A tan sólo unas horas de que el año se termine, me llega un paréntesis
de paz. Parece el momento perfecto para iniciar el recuento y, sin darme tiempo
a ordenarlas, una avalancha de buenas memorias se agolpan en mi mente.
Como la entrada a un espectáculo, el tumulto de hermosos recuerdos se
atropellan unos a otros y no me queda más que sonreír. ¿Por dónde empiezo? ¡Han
sido tantas las bendiciones! Algunos han sido instantes, pequeños regalos de
Dios (y lamento no poder complacer a mis amigos ateos, llamándolos “regalos de
la vida”, pero pecaría de ingrata si lo hiciera); otros, de tan largamente
anhelados, se convirtieron en paquetes enormes de felicidad cuando los recibí.
Al final, con el mismo predicamento de siempre sobre la extensión de mi
reflexión escrita, me detengo para rescatar los más importantes (¿Será
realmente justo de mi parte clasificarlos así?).
Paradójicamente, al buscar lo más relevante, tengo que reconocer que,
las bendiciones más comunes, han sido
las que han permitido que las demás existan: La salud y las necesidades más
básicas cubiertas; una familia, una casa, comida en el plato cada día, ropa,
proyectos, trabajo, afecto y la presencia de los míos. Todas esas cosas que, de
tan cotidianas, pareciera que no son motivo de la más profunda gratitud.

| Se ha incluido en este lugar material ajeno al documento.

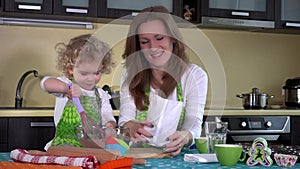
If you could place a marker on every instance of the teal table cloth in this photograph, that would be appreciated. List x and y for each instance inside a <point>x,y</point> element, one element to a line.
<point>178,163</point>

Entonces comienza el desfile de las cosas extra-ordinarias (extraño,
otra vez, siento que no estoy haciendo honor a lo “habitual”, aun siendo extraordinario):
Este año, nuestra familia celebro que mi hija logró la meta
profesional que defendió y por la que luchó largamente para convertirse en
médico; mi esposo, por su parte, fincó los cimientos para el proyecto que soñó
por muchos años y que será la plataforma que consolide sus esfuerzos para
cristalizar su sueño; mi hijo, tras noches y días de trabajo, pudo descubrir
sus capacidades intelectuales, recibir el reconocimiento a sus talentos con
elogios y las más altas notas escolares, y vislumbró el camino que seguirá como
vocación; mi hija adoptiva, al volver a casa, demostró lo aprendido en el hogar
y nos convidó con orgullo una vida independiente, honesta y esforzada.

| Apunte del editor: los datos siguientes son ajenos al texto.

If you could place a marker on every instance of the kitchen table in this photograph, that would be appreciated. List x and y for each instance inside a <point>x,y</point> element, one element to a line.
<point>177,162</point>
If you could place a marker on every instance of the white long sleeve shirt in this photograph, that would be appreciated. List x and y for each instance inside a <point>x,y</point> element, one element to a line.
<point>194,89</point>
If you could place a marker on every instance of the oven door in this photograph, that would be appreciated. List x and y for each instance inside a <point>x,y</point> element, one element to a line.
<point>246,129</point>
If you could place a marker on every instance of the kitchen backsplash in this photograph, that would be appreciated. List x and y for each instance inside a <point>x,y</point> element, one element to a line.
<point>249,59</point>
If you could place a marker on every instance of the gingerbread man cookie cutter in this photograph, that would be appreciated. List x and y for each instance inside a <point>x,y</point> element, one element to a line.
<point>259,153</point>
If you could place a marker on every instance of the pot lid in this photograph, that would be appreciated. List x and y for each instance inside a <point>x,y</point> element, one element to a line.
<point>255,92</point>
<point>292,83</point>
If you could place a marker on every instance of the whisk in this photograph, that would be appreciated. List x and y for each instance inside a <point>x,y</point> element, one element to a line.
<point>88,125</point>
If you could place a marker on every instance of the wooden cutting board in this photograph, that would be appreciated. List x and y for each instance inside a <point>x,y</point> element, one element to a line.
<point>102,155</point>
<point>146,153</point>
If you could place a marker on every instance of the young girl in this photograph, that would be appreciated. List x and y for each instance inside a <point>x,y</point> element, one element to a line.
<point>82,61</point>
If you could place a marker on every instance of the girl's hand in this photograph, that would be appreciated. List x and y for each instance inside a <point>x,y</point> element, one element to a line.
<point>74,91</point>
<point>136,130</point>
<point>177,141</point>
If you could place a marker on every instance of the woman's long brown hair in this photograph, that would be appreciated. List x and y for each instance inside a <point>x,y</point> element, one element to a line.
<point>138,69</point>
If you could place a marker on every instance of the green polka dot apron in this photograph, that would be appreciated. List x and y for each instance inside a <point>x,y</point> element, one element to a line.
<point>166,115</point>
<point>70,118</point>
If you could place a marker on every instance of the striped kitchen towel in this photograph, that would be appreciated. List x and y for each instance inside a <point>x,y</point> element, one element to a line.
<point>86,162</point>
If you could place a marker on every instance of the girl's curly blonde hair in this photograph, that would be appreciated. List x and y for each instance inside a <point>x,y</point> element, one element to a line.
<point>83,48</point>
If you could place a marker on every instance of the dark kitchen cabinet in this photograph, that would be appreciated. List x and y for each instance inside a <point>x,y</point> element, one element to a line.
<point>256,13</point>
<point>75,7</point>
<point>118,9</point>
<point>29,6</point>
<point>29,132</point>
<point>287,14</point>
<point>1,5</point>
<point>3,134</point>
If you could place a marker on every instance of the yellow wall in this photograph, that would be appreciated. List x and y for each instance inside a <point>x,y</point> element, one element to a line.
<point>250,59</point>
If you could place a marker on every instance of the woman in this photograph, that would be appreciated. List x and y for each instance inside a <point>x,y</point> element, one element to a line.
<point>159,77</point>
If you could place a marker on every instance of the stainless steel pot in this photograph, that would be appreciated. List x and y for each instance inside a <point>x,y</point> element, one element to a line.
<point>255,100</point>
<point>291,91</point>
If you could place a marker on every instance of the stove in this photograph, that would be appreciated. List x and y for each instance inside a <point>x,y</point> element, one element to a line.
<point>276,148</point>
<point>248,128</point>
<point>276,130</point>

Nuestra familia, con un sinfín de sorpresas inesperadas, creció en número
y el proyecto de un futuro bueno se abrió con la llegada del que será pilar en
la vida de mi hija mayor y sus hijos.
Y mis nietos, pequeños héroes de sus propias vidas, volvieron a
florecer después de las tormentas tempranas que
los embistieron y son la muestra de que, para Dios, son importantes y
muy amados.
A pesar de las altas y bajas, mis padres sobrevivieron a todos los
retos de salud y, junto a ellos, Dios me dio grandes lecciones, enseñándome a
confiar y fortalecerme en Él.
Y, ¡nada escapó al cuidado de mi Buen Dios! Cuando mi ánimo parecía ir
en picada, el premio a mi creación literaria, tan largamente esperado, llegó
para sumergirme en un mar de regocijo.
Muchos han sido, como dije al iniciar, los regalos y bendiciones
recibidos pero existe uno, el que ha mantenido a mi corazón sonriendo y que hará
memorable el 2012 por el resto de mi vida: La certeza de que mi hijo, junto con
mi esposo y yo, viviremos juntos eternamente en la gloria del Señor. ¡Nada ha
sido más emocionante que esto! ¡Nada supera la alegría que nos trajo! Y ¡nada
será más valioso e importante para nosotros, sus padres!
Dios ha sido bueno. Dios ha
sido generoso conmigo y con mi familia. Dios ha dado más allá de lo que
merecíamos y, eso, es la mejor muestra de que su Amor y su Gracia son
infinitos.
Gracias, Padre mío, por cada bendición, por cada lección, por cada
prueba y por haber hecho florecer la fe de nuestro hijo. ¡Gracias, mi Dios, por
dejarnos vivir este año inolvidable!
Adiós, 2012 y. . . ¡Bienvenido el 2013!